展覧会タイトルの「点P」とは、数学の問題に用いられる「任意の点P」を「人それぞれの感覚を代入することができる点」と読み替えたものだ。使う関数によって異なる「点P」が導き出される、つまり、同じ経験をしてもそこに生まれる個々の感受は様々に異なる、という展覧会のコンセプトが込められている。

門は本展のねらいについて、次のように語った。「日常においては、物事を結論を求めながら見てしまうことが多い。そうした既存の概念にとらわれず、様々な分野において結論を求めないリサーチを実施してきた。本展が、一人ひとりの感覚の違いをそのまま『点P』として受け入れる試みになれば」。

公園通りに面したガラス張りの展示室Aでは、壁面を中心に光島の作品《さやかに色点字―中原中也の詩集より》(2023-24)が展示されている。これらはすべて触れることができる。木材に釘や鋲などを打ち、そこに光島が「色点字」と呼ぶアクリル絵具とボンドでつくった隆起物を付着させた作品群だ。これは、光島が高校時代に親しんだ中原中也の詩篇から印象に残る一行を選び制作した。

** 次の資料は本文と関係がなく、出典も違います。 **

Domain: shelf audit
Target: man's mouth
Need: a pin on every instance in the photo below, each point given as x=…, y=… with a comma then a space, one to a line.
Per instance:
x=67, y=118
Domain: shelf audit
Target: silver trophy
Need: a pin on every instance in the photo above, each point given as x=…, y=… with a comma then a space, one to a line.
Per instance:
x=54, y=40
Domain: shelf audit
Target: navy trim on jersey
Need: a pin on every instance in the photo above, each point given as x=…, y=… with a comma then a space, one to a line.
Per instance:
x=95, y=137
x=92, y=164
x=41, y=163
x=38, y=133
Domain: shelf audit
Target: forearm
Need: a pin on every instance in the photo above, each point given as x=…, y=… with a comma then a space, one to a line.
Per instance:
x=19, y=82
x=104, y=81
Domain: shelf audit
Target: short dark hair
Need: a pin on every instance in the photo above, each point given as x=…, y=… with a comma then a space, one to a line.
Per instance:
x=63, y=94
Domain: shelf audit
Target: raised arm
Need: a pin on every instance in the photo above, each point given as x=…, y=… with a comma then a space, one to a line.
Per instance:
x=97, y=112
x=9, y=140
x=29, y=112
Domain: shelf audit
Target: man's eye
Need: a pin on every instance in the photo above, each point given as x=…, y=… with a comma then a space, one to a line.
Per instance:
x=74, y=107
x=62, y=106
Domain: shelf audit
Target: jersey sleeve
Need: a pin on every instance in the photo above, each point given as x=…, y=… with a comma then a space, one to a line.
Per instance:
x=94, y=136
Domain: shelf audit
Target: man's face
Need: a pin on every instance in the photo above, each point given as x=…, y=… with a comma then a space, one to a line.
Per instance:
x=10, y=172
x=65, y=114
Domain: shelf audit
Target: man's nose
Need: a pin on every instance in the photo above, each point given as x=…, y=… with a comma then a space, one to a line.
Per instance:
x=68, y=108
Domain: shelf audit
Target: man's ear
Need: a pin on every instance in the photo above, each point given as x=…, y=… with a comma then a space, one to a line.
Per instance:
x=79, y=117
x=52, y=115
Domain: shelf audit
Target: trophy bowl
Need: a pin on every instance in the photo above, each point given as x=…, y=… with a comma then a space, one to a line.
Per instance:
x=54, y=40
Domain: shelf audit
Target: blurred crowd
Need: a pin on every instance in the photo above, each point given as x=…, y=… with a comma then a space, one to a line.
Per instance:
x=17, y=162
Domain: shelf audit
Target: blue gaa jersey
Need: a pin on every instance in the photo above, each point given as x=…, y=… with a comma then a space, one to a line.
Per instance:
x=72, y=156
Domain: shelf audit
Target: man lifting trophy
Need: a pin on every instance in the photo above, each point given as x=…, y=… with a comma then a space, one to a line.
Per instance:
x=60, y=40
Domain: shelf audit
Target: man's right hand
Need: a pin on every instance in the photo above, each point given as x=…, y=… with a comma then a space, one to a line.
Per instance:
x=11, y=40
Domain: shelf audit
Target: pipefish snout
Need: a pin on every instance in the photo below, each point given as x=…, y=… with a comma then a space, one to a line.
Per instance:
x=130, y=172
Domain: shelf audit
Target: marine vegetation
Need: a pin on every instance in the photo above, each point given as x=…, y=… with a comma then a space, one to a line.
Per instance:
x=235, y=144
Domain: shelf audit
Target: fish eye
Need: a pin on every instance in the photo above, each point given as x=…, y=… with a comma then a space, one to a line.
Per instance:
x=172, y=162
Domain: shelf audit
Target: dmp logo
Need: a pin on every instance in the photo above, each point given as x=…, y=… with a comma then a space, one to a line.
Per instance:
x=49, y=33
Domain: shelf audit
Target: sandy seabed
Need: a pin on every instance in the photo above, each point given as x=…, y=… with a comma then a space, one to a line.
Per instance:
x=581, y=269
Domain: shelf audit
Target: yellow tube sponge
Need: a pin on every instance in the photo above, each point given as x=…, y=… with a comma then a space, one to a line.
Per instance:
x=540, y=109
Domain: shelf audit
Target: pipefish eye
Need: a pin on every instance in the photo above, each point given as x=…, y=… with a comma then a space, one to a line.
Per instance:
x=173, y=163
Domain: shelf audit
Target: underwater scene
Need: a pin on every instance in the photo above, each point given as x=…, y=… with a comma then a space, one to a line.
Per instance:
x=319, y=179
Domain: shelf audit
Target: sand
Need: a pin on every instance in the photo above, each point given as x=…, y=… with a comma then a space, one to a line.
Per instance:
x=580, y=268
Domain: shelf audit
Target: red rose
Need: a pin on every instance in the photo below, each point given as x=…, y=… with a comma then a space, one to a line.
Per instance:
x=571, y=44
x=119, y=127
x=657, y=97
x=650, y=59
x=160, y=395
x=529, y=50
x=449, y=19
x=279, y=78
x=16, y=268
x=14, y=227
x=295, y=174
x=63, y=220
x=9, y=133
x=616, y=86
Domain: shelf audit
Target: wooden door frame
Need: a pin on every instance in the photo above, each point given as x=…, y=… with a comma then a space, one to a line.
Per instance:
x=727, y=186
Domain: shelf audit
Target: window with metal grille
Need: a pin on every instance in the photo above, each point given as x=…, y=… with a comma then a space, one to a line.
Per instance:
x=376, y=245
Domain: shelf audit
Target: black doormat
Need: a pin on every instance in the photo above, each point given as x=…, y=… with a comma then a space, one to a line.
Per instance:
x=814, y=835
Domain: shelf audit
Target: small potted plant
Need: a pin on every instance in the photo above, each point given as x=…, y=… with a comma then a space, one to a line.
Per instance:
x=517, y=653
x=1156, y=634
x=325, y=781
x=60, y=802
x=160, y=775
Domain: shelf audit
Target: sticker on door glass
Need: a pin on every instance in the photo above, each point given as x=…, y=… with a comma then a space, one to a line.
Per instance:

10歳の頃に失明した光島は、それ以前にかろうじて見えていた色の記憶がある。そのため、文字を思い浮かべるとき、幼い頃にかすかに見えていた色が、共感覚として想起されるそうだ。本作はこうした色の記憶を言葉にひもづけようと試みており、さらに釘をはじめとした素材の集合に触れることで、手の感覚ともリンクする。中原中也の詩の断片に、文字とは異なる方法でアクセスすることを可能とした作品群だ。